E’ partita da Volterra dove si sono dati appuntamento lo scorso sabato dodici marzo e negli ultimi giorni la “marcia dei cento” è approdata anche sulle pagine dei quotidiani nazionali. La voce dei Sindaci, contro la proposta di fusione dei Comuni sotto i 5mila abitanti, ha portato all’approvazione di un manifesto sottoscritto da tutti i primi cittadini in cui si propone «di aprire un processo unitario costituente per la salvaguardia delle autonomie comunali, nel rispetto del principio di uguaglianza di tutti i cittadini, delle identità territoriali e finalizzato a promuovere iniziative legislative per il sostegno e la valorizzazione dei piccoli Comuni».

repubblicaL’appello Un appello che non è passato inosservato ed ha attirato l’interesse de La Repubblica. «L’Orgoglio dei borghi» l’ha ribattezzato l’articolo firmato da Laura Montanari evidenziando come «molti primi cittadini credono che la proposta (delle fusioni obbligatorie sotto i 5mila abitanti ndr) non tenga conto delle differenze del territorio». «Da nord a sud, da est a ovest fioccano le adesioni – scrive ancora il quotidiano nel raccontare l’happening volterrano – Foto ricordo con fascia tricolore davanti al palazzo comunale che è fra i più antichi d’Italia: Palazzo Pretorio, posa della prima pietra 1208. Anche le immagini di sfondo sono importanti in certe battaglie. E da Volterra è partita la battaglia per dire no alle fusioni obbligatorie per i Comuni sotto i 5mila abitanti. «Non una lotta di potere – ha aggiunto intervistato il Sindaco di Amatrice Sergio Pirozzi – Queste comunità sono un patrimonio di tutti, non si possono cancellare». Un grido di allarme contro il rischio abbandono confermato anche da uno studio dell’Istat come riportato da un articolo di Antonello Caporale su Il Fatto Quotidiano di domenica “La scomparsa dei paesi dalla mappa dell’Italia”. «I paesi che vanno scomparendo, afflitti da un abbandono che sembra non avere fine, supereranno a dicembre 2016, le triste soglia di 1650» – si legge.
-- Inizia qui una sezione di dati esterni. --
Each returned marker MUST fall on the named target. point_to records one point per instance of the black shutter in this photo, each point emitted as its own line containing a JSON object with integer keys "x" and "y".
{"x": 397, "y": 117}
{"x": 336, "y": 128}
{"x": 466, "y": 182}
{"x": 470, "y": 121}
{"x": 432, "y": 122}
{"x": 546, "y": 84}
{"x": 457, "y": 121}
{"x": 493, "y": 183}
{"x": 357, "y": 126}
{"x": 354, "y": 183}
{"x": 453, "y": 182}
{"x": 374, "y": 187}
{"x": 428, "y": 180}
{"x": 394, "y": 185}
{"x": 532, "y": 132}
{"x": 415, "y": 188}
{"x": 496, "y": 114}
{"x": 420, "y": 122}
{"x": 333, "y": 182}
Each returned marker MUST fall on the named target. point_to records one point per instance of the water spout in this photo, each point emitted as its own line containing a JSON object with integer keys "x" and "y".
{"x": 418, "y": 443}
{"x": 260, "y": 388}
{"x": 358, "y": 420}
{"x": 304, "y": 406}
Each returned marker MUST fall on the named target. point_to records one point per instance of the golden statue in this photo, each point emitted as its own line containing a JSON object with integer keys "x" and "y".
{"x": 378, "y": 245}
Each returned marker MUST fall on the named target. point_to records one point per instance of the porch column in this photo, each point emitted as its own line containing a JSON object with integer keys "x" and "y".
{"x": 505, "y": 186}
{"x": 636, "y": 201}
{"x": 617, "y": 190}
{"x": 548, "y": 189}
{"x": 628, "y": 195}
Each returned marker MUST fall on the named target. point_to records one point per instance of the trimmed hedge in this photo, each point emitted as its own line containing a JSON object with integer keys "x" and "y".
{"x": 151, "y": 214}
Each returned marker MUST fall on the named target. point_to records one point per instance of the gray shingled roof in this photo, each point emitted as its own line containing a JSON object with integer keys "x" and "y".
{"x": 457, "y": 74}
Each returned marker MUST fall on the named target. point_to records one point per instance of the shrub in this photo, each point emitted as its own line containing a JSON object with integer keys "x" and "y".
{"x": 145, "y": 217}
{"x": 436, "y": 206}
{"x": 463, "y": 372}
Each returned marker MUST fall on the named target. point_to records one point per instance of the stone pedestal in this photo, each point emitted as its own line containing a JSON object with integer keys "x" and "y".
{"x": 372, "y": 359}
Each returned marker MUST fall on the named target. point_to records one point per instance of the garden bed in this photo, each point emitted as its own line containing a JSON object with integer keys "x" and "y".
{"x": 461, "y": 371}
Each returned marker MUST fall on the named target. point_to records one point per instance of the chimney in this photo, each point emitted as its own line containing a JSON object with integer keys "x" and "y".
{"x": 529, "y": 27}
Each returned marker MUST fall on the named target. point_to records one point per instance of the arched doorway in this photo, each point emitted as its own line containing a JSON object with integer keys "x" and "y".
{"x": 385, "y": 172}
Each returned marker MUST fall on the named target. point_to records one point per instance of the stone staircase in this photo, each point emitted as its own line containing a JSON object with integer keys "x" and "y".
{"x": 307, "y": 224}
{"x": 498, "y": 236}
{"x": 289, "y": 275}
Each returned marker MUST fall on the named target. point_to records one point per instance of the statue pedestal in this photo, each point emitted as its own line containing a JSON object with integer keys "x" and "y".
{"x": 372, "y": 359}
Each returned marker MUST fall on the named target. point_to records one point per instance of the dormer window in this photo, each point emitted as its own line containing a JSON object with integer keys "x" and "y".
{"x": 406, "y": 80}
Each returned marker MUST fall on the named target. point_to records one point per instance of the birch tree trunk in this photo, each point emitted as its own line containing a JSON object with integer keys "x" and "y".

E così in Sardegna rischia di sparire il Comune che ha dato i natali a Emilio Lussu, in provincia di Matera anche Aliano, dove nacque Carlo Levi è a rischio. Mentre Giuseppe Spagnolo è l’unico abitante rimasto a Roscigno Vecchia in provincia di Salerno.

fattoIl rischio spopolamento Ma dove devono essere ricercate le cause di questo spopolamento? Nel rapporto “Paesaggio e patrimonio culturale” l’Istat ha raccolto una imponente mole di informazioni e ha spiegato che non esiste un destino obbligato. «La morte – scrive Caporale – sembra scelta con cura, a tavolino da amministrazioni inefficienti, stabilita dall’ignavia o dalla mediocrità o soltanto dalla incompetenza delle classi dirigenti. I soldi sono importanti, certo, e la massa di finanziamenti che si dirige in alcune porzioni d’Italia sono assai più cospicue rispetto ad altre. Ma i soldi non spiegano tutto». Sono quattordici milioni gli italiani, infatti, che vivono in luoghi carenti nei servizi, con prospettive di occupazione più modeste e una resistenza nelle case assai più fragile. Partiranno e se non partiranno accetteranno, dove sarà possibile, un regime di vita e un trattamento sociale iniquo. Un concetto ribadito dai sindaci che a Volterra hanno rivendicato con forza la necessità del mantenimento del presidio dei territori: «Dobbiamo creare un fronte comune – ha detto a La Repubblica il Sindaco di Volterra Marco Buselli – dire che non contano soltanto i numeri e l’ottimizzazione delle risorse. Chi vive nei piccoli centri è già svantaggiato sul fronte dei servizi: se non vogliamo che la gente se ne vada via, serve un cambio di rotta. Servono investimenti, non tagli».